Bottom line. He had a good teacher and was probably physically gifted. I would never study Kenpo just because it's kenpo. I would look at the teacher and ask myself, "Can he teach me how to fight better than the TKD instructor down the street." If the answer is no, then I wouldn't be doing Kenpo right now. 
In the absence of ANY good teacher. Teaching yourself is acceptable. Striving to put logic before "coolness". 

I respect your forthrightness and I try to understand everyone's perspective. I know there is a lot of bad history with SL4 and how some of the articles/posts have come off in the past, so I give everyone the benefit of the doubt. 
Hope my post clarifies some of my statements.


----------



## Kenpojujitsu3 (Jun 28, 2006)

Bode said:
			
		

> This is where Ed Parker's creation has it's downfall. People believe they can discover the treasures embedded in the art without a competant teacher. That by exploring, rearranging, tailoring, etc... they can somehow stumble upon the knowledge. I simply do not believe that.


 
Where are you getting this from?  In my experience with the "motion kenpo" world this has simply not been the case at large.  Who thinks that they can discover the treasures of kenpo without a competent instructor?  Who has stated this and where is it documented?

And by exploration someone will invariably stumble upon something.  Alot of the worlds best inventions were discovered/created by accident.  It's not the most efficient way of learning by far, but it does happen.  The whole "reverse motion" concept of "motion kenpo" as you call it was a self-admitted accident on Mr. Parker's part by being too lazy to switch a tape reel so he played it backwards and saw it.


----------



## Flying Crane (Jun 28, 2006)

Thanks for your reply, Bode.  Cheers.


----------



## Doc (Jun 28, 2006)

Kenpojujitsu3 said:
			
		

> Where are you getting this from?  In my experience with the "motion kenpo" world this has simply not been the case at large.  Who thinks that they can discover the treasures of kenpo without a competent instructor?  Who has stated this and where is it documented?


Mr. Parker promoted this concept generationally. You may not have seen it in your genration/region, etc but your teacher(s) or their teacher(s) certainly did, and what they all taught was a product of that commercial philosophy that Ed Parker introduced out of necessity to proliferate *ONE* aspect of his many arts. But Mr. Parker had more than one version of his art and more than one functioning philosphy and all of them were not created equally.
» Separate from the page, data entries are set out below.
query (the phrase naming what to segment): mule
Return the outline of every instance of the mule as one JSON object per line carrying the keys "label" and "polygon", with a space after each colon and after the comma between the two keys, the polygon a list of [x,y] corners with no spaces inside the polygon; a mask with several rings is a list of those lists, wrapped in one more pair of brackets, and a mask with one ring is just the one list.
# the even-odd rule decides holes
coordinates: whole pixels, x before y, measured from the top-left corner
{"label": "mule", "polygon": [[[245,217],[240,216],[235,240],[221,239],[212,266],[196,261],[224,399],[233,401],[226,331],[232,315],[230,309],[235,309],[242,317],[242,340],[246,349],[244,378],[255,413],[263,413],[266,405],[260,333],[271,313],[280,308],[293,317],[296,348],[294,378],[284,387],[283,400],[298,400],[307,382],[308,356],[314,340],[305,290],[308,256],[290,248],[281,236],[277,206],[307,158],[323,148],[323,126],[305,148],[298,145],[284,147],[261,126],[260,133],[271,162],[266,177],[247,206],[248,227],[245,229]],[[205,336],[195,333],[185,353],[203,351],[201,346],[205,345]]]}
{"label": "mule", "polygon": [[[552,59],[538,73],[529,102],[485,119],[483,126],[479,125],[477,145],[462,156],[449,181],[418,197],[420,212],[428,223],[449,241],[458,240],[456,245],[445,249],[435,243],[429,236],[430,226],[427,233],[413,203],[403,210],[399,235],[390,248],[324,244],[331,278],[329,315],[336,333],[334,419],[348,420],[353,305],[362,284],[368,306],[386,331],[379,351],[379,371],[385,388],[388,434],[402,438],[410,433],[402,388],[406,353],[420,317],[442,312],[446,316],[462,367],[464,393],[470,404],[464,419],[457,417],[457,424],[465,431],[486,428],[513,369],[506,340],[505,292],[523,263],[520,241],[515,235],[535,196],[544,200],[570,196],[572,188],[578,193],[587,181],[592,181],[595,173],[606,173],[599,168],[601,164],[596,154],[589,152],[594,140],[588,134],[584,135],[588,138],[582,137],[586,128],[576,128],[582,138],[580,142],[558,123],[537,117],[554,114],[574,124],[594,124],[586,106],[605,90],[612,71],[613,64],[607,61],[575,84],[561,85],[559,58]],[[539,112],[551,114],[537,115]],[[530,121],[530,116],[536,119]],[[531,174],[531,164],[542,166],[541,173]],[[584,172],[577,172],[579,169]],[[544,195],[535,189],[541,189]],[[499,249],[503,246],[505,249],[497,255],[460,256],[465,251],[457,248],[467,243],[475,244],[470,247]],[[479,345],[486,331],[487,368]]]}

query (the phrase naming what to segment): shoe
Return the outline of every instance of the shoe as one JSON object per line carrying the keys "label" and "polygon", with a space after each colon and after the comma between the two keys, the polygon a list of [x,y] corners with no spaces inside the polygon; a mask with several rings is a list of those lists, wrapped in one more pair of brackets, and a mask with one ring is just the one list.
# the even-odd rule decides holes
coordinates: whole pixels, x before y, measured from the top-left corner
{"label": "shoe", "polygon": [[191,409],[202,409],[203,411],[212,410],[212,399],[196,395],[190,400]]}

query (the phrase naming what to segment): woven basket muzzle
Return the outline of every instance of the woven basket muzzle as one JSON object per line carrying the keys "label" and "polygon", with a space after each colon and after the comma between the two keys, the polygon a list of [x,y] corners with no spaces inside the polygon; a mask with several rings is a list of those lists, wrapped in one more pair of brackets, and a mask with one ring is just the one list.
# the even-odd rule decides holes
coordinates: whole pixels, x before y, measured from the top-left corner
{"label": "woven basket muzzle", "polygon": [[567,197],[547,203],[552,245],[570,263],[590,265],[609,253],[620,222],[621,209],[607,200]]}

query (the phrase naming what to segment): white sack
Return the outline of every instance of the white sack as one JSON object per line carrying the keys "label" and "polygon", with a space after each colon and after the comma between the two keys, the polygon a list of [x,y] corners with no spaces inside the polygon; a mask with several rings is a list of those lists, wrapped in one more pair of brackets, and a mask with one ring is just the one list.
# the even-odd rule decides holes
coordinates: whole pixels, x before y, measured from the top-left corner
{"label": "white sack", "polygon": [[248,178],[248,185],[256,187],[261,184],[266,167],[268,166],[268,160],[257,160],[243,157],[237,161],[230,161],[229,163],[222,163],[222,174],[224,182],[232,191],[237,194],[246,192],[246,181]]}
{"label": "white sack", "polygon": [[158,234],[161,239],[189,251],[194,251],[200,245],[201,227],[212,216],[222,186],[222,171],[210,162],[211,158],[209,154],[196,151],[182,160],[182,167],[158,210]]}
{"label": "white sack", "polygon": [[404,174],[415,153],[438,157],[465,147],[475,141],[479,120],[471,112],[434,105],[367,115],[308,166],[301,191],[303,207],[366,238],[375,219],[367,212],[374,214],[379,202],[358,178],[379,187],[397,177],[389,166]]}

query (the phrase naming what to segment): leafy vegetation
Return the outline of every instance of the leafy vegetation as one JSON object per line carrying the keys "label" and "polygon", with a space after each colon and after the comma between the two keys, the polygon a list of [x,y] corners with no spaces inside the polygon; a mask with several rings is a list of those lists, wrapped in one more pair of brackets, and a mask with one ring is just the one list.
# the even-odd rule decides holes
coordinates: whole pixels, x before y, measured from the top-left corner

Most don't even realize that the majority of the black belts on the original family tree were not even original Parker students or even his black belts. Only a handful of people actually began as white belts and advanced to black under Mr. Parker, and this was at a time when making black in a year was common. 

Most came from another style. Parker gave them this commercial conceptual approach to allow them to make the art functional as they felt comfortable. Their interpretation is what they learned and taught, and these variables continue to play themselves out downstream in their various lineages today. 
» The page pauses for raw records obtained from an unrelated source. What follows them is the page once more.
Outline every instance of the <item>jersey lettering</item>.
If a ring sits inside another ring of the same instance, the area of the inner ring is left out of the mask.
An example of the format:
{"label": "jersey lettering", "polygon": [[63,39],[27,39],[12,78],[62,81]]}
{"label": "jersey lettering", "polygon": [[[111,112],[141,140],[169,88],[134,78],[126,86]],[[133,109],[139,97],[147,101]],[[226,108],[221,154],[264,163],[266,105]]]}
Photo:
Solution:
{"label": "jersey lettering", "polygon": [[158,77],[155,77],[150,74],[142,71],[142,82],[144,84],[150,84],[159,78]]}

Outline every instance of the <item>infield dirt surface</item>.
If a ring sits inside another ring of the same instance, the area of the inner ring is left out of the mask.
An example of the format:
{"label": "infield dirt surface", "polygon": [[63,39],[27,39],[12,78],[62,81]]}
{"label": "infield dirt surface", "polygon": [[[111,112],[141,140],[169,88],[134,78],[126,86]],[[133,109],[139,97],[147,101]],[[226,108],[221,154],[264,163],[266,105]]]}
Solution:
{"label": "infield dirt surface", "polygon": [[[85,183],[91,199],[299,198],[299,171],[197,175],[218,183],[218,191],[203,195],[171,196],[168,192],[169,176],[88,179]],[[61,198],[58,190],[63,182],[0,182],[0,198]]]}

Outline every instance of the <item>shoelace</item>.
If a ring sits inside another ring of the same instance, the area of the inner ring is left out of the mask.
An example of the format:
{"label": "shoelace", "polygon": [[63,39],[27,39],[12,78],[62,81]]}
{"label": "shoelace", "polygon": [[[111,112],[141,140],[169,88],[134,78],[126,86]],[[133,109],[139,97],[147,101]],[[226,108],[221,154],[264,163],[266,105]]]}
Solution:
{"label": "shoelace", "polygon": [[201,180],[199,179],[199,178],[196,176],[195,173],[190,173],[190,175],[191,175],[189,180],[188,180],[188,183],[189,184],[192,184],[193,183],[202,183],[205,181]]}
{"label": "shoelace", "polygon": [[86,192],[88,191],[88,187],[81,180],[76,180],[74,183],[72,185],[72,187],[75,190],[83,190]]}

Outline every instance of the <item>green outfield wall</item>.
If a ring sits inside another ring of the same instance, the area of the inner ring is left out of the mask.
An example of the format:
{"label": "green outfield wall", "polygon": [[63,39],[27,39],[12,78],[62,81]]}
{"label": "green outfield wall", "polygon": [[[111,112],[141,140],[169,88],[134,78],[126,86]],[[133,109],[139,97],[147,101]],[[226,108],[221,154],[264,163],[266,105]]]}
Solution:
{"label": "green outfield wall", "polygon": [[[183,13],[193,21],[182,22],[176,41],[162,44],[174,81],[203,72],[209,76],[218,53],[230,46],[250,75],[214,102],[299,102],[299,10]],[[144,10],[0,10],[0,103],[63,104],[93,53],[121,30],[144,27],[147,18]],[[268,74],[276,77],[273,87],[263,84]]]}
People like Myself, or a Steve LaBounty, and others never even learned the 'motion based system,' or had any desire to do so. We recognized it for what it is, but were already involved in what we knew was good material that was already working quite nicely. This whole 'expansion thing' was for the strip mall crowd and the kids were beginning to pour in, (and still remain the base of cash flow). Doesn't mean there aren't some really good people out there, but like pigeon English, they're working from a short alphabet, and that's why the good ones explore other arts to suppliment the commercial system which by design  doesn't contain certain information. If its in there, it came from the teacher not the system.

I remember meeting a well known Grandmaster from a different Kenpo Perspective on the east coast many years ago before he passed away. He told me, "You know Parker went Hollywood." I said, "No sir, he went commercial." He said, "You're right."
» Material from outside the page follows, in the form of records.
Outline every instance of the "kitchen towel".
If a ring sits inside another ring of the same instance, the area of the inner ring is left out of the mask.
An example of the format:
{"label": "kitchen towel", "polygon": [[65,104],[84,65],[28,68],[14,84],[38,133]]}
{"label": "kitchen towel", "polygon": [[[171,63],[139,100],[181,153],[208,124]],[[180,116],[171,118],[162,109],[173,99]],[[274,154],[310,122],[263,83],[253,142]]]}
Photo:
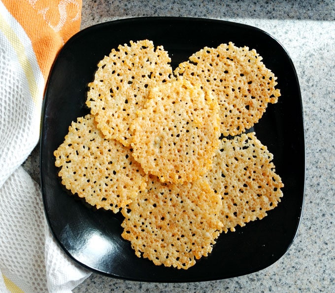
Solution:
{"label": "kitchen towel", "polygon": [[90,273],[61,250],[22,163],[38,143],[44,89],[79,31],[81,0],[0,2],[0,292],[67,292]]}

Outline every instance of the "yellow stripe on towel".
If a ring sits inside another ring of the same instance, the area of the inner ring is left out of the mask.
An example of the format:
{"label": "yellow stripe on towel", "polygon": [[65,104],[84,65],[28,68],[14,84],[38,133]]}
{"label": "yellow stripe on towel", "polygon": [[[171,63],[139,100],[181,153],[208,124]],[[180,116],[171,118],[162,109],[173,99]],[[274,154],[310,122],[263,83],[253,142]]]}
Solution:
{"label": "yellow stripe on towel", "polygon": [[11,293],[24,293],[23,290],[21,289],[18,286],[16,286],[13,282],[9,280],[7,277],[2,275],[4,284],[7,289]]}
{"label": "yellow stripe on towel", "polygon": [[10,42],[12,47],[16,52],[18,60],[28,81],[29,90],[35,105],[37,106],[41,102],[40,100],[40,97],[39,95],[38,87],[35,80],[33,67],[26,54],[25,47],[15,32],[12,29],[1,14],[0,14],[0,22],[1,23],[1,31],[6,36],[6,37]]}

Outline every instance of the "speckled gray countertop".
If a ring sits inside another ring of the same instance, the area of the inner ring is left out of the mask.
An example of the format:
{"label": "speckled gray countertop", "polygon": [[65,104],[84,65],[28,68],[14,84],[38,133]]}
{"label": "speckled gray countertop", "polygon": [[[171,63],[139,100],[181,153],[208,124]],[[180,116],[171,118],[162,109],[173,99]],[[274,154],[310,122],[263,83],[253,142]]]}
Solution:
{"label": "speckled gray countertop", "polygon": [[[93,274],[73,291],[335,292],[335,1],[180,2],[83,0],[82,29],[128,17],[191,16],[250,25],[278,40],[296,67],[304,116],[305,203],[297,236],[277,262],[246,276],[162,284]],[[37,182],[38,155],[37,147],[24,165]]]}

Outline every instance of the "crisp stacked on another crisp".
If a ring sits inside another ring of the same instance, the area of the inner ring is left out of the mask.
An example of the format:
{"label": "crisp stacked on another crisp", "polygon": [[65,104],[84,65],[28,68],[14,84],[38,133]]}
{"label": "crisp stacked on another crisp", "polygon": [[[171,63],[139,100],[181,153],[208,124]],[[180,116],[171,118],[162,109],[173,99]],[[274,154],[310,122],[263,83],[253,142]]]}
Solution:
{"label": "crisp stacked on another crisp", "polygon": [[273,158],[254,132],[221,140],[205,177],[222,197],[219,218],[225,232],[263,219],[280,201],[284,185],[275,173]]}
{"label": "crisp stacked on another crisp", "polygon": [[99,62],[86,104],[107,138],[130,144],[130,124],[150,89],[174,79],[170,61],[162,46],[143,40],[120,45]]}
{"label": "crisp stacked on another crisp", "polygon": [[182,80],[152,88],[131,127],[134,158],[162,182],[199,178],[219,145],[218,111],[216,99],[200,85]]}
{"label": "crisp stacked on another crisp", "polygon": [[186,269],[211,252],[222,226],[221,206],[205,179],[179,185],[151,177],[145,191],[121,211],[122,237],[137,257]]}
{"label": "crisp stacked on another crisp", "polygon": [[97,208],[116,213],[146,185],[147,176],[130,149],[105,139],[89,114],[72,122],[54,155],[62,183]]}
{"label": "crisp stacked on another crisp", "polygon": [[255,50],[230,42],[205,47],[174,72],[177,78],[212,92],[220,106],[221,133],[236,135],[258,122],[268,103],[276,103],[280,96],[274,87],[276,77],[262,60]]}

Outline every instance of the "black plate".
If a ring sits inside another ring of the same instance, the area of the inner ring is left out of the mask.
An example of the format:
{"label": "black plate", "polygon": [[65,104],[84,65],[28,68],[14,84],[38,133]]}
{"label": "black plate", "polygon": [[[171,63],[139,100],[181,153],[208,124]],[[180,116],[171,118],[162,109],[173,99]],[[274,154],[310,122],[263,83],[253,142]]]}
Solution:
{"label": "black plate", "polygon": [[[282,96],[269,104],[254,127],[274,156],[285,184],[279,206],[261,221],[220,236],[211,255],[188,270],[157,266],[135,256],[121,236],[119,214],[95,211],[70,196],[60,183],[53,153],[71,122],[88,113],[87,84],[98,62],[120,44],[148,38],[163,45],[173,68],[205,46],[232,41],[255,48],[278,77]],[[40,140],[41,185],[45,213],[61,246],[85,267],[108,276],[138,281],[177,282],[224,279],[259,270],[278,260],[297,233],[303,202],[304,142],[300,90],[287,52],[257,28],[196,18],[140,18],[91,27],[64,46],[51,72],[44,100]]]}

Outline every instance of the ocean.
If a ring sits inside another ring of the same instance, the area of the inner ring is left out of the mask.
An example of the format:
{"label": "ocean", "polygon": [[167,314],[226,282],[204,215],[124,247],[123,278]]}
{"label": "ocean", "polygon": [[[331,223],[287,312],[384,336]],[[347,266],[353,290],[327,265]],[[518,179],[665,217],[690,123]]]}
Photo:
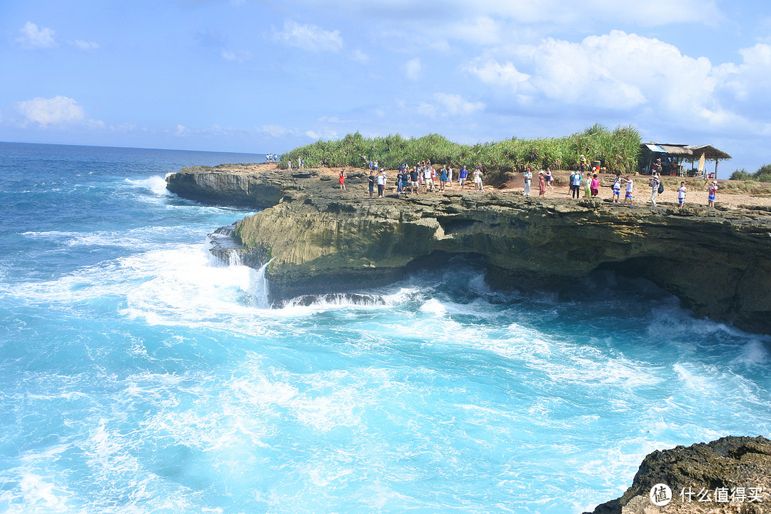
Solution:
{"label": "ocean", "polygon": [[254,211],[164,180],[264,160],[0,143],[0,512],[581,512],[655,449],[771,435],[771,337],[645,281],[459,258],[265,308],[207,252]]}

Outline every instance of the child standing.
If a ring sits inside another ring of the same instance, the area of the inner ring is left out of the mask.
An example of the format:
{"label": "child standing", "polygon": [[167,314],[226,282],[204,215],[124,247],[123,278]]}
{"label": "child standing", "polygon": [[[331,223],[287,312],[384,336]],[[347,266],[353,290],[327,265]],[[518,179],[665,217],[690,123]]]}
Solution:
{"label": "child standing", "polygon": [[627,183],[627,192],[626,192],[626,196],[624,197],[624,201],[621,203],[621,205],[626,205],[626,201],[628,200],[629,200],[629,207],[631,207],[631,193],[632,193],[632,190],[635,187],[635,184],[632,183],[632,180],[631,178],[629,178],[628,176],[627,176],[625,179],[625,180]]}
{"label": "child standing", "polygon": [[685,203],[685,183],[681,182],[680,186],[677,188],[677,201],[680,203],[680,208],[682,209],[683,205]]}
{"label": "child standing", "polygon": [[709,196],[707,197],[707,206],[710,207],[715,207],[715,197],[718,194],[718,181],[712,180],[712,183],[709,184]]}
{"label": "child standing", "polygon": [[619,197],[621,194],[621,174],[616,173],[616,180],[613,181],[613,203],[619,203]]}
> And by exploration someone will invariably stumble upon something.  Alot of the worlds best inventions were discovered/created by accident.  It's not the most efficient way of learning by far, but it does happen.  The whole "reverse motion" concept of "motion kenpo" as you call it was a self-admitted accident on Mr. Parker's part by being too lazy to switch a tape reel so he played it backwards and saw it.


First "reverse motion" yielded the motion based commercial art. Some might argue that was not exactly the best thing, but was indeed lucrative to those who chose to make that their focus.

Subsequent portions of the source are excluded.